The state of Washington has tried to keep "K2" or "Spice" out of the hands of both adults and teens, but we found a form of the product is still being sold. Action News learned it's going to take more than a ban to stop stores from carrying the potentially-dangerous products.
Advertised as an incense, state and federal law have banned the products known as Spice or K2, but that hasn't stopped it from being sold.
Action News went to five stores and four out of five were selling K2. It says on the package "DEA approved" as well as "not for human consumption." Yet the state of Washington has banned it and people are definitely smoking it.
"These can be very dangerous drugs,” said Donn Moyer, with the Washington State Health Department. “Of course they are chemicals that have been manipulated by people so no one really knows what their quality control is."

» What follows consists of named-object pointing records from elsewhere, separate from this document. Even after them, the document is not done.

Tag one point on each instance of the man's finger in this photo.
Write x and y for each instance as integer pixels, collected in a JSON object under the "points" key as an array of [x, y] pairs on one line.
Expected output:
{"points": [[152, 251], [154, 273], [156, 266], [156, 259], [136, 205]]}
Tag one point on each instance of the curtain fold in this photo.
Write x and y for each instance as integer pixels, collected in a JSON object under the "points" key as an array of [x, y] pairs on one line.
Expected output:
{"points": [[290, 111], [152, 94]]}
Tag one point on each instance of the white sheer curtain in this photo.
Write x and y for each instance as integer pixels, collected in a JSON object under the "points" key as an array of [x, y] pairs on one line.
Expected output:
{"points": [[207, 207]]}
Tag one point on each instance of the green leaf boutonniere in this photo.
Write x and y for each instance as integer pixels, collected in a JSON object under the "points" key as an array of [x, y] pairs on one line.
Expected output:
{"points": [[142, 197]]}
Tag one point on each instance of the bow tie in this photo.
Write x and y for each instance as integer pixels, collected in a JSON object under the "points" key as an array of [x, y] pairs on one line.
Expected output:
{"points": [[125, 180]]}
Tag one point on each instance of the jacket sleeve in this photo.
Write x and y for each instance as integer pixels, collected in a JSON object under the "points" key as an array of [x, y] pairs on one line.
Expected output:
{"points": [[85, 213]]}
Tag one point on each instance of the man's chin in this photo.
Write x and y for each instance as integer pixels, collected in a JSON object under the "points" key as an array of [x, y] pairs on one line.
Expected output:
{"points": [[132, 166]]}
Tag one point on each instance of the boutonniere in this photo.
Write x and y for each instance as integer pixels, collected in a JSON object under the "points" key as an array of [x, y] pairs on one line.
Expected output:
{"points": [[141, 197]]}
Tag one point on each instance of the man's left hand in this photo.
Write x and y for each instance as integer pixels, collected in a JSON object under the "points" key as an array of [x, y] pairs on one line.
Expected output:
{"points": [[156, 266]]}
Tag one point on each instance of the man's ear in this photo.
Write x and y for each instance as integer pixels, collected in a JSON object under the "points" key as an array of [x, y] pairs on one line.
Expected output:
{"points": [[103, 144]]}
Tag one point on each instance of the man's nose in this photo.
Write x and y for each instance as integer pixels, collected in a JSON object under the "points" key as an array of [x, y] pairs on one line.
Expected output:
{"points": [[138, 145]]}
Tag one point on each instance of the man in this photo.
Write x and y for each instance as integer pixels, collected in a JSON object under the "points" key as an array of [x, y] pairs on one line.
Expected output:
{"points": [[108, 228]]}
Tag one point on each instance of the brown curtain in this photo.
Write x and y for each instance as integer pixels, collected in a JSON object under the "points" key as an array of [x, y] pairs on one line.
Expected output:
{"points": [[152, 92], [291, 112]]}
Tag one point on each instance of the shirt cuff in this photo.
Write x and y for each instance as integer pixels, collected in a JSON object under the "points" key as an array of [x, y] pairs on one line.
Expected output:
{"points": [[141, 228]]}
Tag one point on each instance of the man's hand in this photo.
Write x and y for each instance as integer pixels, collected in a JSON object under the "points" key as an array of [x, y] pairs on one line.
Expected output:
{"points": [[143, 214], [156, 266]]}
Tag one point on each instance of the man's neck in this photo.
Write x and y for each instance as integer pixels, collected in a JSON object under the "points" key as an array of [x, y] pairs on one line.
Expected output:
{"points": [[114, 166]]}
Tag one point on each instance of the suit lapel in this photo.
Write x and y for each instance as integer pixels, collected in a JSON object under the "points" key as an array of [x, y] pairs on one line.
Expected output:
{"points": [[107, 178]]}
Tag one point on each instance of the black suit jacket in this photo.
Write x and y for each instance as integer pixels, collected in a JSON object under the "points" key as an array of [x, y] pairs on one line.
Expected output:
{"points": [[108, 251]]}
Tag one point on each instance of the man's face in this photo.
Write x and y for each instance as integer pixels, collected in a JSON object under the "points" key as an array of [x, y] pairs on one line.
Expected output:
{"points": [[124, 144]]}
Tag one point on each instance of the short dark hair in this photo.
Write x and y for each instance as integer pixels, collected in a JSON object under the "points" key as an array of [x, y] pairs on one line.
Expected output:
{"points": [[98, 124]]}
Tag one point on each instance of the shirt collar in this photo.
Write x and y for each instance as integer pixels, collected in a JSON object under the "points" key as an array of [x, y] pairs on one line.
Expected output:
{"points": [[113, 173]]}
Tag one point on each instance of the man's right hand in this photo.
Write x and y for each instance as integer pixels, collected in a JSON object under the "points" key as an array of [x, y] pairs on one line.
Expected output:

An incident in December of last year proves just how dangerous Spice can be. A Seattle man high on synthetic weed drove onto the sidewalk hitting three people near Pike's Place Market. Thankfully, they survived, but not everyone has been so lucky.

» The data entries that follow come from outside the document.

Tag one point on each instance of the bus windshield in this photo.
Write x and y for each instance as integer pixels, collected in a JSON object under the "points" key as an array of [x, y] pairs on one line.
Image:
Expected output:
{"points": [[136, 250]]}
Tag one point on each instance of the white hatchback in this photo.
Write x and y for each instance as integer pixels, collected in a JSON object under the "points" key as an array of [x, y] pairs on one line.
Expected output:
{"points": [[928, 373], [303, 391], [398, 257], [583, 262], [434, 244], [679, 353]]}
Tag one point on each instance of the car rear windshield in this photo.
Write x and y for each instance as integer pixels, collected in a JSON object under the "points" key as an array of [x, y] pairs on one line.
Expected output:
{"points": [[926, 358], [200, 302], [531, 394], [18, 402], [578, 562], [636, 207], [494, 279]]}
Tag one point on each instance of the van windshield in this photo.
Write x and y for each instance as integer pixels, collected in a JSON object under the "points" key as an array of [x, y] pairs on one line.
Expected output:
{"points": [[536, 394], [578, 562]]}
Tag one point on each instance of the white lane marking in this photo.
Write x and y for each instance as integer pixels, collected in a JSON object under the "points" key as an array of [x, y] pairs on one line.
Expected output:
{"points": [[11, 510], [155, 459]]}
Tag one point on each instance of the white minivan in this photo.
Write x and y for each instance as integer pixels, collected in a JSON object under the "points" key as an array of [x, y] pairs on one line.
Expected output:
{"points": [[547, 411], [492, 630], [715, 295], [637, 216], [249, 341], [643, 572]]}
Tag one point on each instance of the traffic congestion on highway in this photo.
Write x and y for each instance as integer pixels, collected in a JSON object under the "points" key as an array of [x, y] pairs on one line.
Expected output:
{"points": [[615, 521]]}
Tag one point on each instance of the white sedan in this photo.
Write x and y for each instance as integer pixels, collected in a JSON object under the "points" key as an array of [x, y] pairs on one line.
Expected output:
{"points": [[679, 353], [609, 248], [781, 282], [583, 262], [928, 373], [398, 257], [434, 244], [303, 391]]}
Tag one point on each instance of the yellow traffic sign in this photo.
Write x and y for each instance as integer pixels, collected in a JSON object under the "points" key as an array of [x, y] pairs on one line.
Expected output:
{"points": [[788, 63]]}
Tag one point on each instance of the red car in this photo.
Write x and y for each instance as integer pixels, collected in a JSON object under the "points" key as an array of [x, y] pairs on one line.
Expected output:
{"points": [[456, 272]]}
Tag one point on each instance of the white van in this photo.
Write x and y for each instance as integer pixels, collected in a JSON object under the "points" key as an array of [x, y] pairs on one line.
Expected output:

"There have been some absolutely tragic events that have occurred as a result of use of these products,” said Moyer. “People have been hurt, people have hurt other people and people have died."
Washington's permanent ban on synthetic marijuana takes effect next month. In the meantime, the makers of the product may be getting around the law by slight changes to the ingredient list.
The new law would hopefully tighten that loophole. As the state tries to stay one step ahead of potentially-dangerous products sold right in corner markets.
Police say they haven't enforced the current laws banning synthetic marijuana because they only give Federal Law Enforcement the ability to enforce it, but that will change November 3rd.